Swan’s “targeted, sustainable” savings drive spells the end for several initiatives that support start-ups, although the cuts in what is essentially an austere, downbeat budget are less radical than some entrepreneurs will have feared.
A round-up of the key measures in the 2013 budget:
The government has pledged $12.9 million in new funding to help small businesses take advantage of the National Broadband Network but the ICT Centre of Excellence will be scrapped.
The Australian Skills Centres of Excellence program will be ditched before it even launches, although more cash will be ploughed into helping regional businesses find apprentices.

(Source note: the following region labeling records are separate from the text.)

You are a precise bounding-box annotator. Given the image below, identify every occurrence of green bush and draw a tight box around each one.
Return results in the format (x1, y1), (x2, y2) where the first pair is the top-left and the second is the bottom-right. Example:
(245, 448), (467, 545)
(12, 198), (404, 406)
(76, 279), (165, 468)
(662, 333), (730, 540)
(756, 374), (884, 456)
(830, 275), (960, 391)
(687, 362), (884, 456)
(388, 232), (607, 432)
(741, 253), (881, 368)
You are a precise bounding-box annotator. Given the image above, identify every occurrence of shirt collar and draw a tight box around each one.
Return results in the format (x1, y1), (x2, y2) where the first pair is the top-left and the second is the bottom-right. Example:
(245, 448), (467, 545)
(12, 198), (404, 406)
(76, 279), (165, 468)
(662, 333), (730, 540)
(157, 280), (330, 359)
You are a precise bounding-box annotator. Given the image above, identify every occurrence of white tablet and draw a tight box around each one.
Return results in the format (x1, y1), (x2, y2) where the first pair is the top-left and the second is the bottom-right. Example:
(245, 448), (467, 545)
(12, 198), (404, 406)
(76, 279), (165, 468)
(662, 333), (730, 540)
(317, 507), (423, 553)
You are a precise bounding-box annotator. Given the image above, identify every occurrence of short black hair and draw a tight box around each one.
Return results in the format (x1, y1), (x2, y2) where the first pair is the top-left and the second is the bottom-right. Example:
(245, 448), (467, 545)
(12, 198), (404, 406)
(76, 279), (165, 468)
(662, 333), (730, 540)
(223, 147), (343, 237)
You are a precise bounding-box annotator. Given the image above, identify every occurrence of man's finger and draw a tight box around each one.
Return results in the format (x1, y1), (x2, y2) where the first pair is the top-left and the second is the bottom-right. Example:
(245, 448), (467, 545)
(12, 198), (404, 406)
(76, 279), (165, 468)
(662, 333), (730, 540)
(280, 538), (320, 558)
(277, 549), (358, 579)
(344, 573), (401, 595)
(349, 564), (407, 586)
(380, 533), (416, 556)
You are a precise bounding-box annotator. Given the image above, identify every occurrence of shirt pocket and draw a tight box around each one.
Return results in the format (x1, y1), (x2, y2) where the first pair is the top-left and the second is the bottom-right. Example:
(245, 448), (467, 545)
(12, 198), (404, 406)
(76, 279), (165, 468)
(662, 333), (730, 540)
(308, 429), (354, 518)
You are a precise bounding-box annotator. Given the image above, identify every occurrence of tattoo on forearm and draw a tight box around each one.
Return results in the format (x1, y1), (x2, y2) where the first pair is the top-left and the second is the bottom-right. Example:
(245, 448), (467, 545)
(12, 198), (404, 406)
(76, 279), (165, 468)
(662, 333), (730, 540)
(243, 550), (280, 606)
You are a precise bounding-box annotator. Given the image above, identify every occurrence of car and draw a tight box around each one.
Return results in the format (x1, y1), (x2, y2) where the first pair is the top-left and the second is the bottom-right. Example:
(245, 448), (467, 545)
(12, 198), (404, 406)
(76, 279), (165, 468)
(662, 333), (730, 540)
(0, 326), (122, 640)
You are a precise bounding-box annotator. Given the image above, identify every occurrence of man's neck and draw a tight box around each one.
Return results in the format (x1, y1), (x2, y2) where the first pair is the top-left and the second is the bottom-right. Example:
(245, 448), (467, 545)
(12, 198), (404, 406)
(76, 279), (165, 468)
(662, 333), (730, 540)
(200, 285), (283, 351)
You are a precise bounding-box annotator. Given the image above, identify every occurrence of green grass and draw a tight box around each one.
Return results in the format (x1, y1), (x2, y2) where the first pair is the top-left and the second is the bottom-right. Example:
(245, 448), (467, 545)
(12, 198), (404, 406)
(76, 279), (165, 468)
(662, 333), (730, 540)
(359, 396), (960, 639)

Start-ups are to be hit by an increase in the cost of registering a business name, with the corporate regulator hiking fees to $32 for one year and $74 for three years.
Innovation funding has been largely spared from the government’s $43 billion drive for fiscal cut-backs, with a new $350 million round for the Innovation Investment Fund and fresh cash to publicise Australian start-up success stories.
In another surprising reprieve, green start-ups haven’t had support cut away from beneath them. The flagship Australian Renewable Energy Agency will be extended for a further two years, while funding for the lean Technology Program will be brought forward.
The Fair Work Commission will receive $21 million to crack down on workplace bullying.
A total of $14.3 billion will be invested over seven years to roll out DisabilityCare, the national disability insurance scheme, covering up to 460,000 people by 2019. The Medicare levy will rise by 0.5% to pay for the scheme.
There’s a further $24 billion for road and rail upgrades, including money for the M4 extension in Sydney, Brisbane’s Cross River Rail project and Melbourne’s Metro train system.
There’s also further funding for the Fair Work Ombudsman and the Australian Taxation Office to ensure compliance over 457 work visas and undeclared income, respectively.
And nearly $30 million over five years to help small businesses become more competitive when bidding for government contracts and tenders. Grants of up to $1 million will be made available.